The biggest concern among skeptical students was false accusations. Thirty-one percent of respondents said they personally knew someone who was wrongly flagged by detection software. Whether accurate or not, this perception shapes how students view the entire system.

"The detectors are wrong all the time, but teachers trust them like they're perfect. That feels like guilty until proven innocent."

— Aisha, 10th grade, Minnesota

The Students Caught in the Middle

Perhaps the most interesting voices came from students who held complicated, seemingly contradictory views:

"I've used AI when I was desperate, and I know it was wrong. But I also got flagged once for something I actually wrote. Both things can be true. The system is broken, AND some kids are cheating."

— Sophie, 11th grade, Washington

These students recognize the legitimacy of concerns on both sides. They want academic integrity and they want fair treatment. They don't see why those should be in conflict.

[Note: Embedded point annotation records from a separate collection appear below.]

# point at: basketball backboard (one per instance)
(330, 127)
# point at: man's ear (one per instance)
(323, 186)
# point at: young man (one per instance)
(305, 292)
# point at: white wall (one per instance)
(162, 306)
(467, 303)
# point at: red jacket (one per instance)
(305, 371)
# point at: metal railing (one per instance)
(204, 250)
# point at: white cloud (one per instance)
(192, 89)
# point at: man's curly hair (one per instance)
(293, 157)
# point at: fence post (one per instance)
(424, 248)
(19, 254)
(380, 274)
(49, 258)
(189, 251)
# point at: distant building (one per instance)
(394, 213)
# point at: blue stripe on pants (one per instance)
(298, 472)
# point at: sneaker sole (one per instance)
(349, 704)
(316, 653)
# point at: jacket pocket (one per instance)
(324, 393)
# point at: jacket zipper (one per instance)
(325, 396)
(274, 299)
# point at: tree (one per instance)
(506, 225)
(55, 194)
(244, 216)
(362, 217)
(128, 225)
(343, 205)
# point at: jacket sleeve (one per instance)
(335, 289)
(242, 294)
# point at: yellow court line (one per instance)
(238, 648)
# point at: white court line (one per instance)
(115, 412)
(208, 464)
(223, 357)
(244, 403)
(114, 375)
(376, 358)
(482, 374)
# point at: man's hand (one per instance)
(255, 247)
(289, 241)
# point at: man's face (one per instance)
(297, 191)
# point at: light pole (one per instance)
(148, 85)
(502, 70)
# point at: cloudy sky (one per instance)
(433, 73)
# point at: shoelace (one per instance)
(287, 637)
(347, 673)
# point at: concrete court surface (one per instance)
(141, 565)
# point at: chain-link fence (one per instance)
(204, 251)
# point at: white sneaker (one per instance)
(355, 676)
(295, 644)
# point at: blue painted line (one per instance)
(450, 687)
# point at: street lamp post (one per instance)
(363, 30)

What Students Want Teachers to Know

We ended the survey with an open-ended question: "What do you wish your teachers understood about students and AI?" The responses clustered around several themes:

1. "We're under more pressure than you realize"

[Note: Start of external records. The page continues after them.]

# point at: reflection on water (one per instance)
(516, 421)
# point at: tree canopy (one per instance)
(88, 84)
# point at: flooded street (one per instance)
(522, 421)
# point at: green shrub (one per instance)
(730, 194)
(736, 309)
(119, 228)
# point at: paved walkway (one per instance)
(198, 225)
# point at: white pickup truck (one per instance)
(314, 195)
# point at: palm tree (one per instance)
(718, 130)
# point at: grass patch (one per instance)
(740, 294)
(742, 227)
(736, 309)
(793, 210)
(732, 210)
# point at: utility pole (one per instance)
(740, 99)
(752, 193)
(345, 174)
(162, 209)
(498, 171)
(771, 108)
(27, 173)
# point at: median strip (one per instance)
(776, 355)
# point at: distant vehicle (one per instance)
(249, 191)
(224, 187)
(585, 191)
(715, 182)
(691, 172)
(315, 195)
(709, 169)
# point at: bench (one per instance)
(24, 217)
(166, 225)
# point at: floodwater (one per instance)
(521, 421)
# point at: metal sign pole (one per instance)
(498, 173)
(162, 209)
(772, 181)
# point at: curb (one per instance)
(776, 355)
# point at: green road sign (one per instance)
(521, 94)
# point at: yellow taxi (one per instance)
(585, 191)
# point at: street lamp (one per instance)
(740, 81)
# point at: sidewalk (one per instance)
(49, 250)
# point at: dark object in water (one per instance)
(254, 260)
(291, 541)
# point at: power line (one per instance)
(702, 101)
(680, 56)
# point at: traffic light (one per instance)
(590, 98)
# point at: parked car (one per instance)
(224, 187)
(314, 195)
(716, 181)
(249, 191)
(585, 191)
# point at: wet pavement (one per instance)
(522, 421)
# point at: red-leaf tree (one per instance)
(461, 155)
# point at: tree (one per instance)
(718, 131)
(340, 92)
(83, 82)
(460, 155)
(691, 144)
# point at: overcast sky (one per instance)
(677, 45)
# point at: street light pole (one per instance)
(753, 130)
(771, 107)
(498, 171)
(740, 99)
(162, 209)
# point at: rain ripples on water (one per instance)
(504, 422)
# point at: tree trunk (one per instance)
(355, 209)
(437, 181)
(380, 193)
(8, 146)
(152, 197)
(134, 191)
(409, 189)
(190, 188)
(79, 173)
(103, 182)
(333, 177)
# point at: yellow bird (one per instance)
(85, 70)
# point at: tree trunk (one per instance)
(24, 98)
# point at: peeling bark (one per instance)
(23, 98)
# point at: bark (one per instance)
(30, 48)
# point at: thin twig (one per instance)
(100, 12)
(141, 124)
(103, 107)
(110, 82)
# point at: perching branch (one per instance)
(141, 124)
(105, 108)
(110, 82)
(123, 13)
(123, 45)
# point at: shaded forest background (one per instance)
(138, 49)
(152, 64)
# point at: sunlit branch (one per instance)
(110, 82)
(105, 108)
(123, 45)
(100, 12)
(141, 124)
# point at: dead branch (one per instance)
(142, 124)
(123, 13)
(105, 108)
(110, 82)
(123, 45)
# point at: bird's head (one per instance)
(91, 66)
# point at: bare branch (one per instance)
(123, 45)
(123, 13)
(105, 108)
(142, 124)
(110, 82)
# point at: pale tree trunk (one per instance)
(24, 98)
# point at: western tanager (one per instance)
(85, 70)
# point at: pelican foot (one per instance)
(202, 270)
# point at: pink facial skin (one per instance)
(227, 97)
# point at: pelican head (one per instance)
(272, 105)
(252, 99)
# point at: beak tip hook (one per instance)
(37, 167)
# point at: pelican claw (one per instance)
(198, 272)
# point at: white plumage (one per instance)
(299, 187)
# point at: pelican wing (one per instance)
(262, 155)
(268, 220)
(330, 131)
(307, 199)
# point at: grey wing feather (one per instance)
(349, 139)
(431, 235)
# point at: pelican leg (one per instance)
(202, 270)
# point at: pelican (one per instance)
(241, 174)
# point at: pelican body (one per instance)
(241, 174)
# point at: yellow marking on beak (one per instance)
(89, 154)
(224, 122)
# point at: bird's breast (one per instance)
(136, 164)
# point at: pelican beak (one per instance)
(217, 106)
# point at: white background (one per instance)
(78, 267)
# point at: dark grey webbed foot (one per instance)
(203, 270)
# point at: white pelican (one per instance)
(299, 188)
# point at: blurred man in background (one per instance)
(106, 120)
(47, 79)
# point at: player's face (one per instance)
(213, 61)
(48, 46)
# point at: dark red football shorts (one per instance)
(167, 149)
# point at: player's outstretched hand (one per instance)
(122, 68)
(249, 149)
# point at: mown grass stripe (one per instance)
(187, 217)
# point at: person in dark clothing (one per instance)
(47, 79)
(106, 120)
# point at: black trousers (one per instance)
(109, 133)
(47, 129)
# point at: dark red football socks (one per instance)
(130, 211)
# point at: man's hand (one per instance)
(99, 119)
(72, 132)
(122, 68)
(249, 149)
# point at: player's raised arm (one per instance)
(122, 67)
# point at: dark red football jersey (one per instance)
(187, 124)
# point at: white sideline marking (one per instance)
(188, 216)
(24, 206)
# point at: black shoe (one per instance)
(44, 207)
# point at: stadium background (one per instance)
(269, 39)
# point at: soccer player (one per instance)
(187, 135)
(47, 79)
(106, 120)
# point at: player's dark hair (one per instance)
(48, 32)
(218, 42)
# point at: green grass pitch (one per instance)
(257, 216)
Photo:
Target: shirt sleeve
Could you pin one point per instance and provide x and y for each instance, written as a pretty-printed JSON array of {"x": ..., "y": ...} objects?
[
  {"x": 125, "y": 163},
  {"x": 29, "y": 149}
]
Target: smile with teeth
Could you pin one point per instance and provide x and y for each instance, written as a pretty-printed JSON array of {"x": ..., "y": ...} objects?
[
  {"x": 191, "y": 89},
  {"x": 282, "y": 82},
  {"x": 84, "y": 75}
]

Students repeatedly mentioned course loads, college admissions, family expectations, and economic stress. AI becomes attractive not because they don't want to learn, but because they're overwhelmed.

2. "The rules aren't clear"

Many students said they genuinely don't know what's allowed. Is using AI to brainstorm okay? What about grammar checking? The lack of clear, consistent policies creates confusion.

3. "Don't just tell us no — tell us why"

Students are more likely to follow rules they understand. Blanket bans without explanation feel arbitrary. Explaining the purpose of assignments and what skills they build makes compliance feel meaningful.

4. "We know AI is the future"

Students see adults using AI everywhere — at work, in the news, in daily life. They want preparation for a world where AI is ubiquitous, not pretending it doesn't exist.

Moving Forward Together

The students we surveyed aren't a monolith. They disagree with each other, just like adults do. But one thing was consistent: they want to be part of the conversation, not just the subject of it.

Working Educators believes student voices should inform policy. We'll continue to create spaces for young people to share their perspectives and advocate for their inclusion in decisions that affect their education.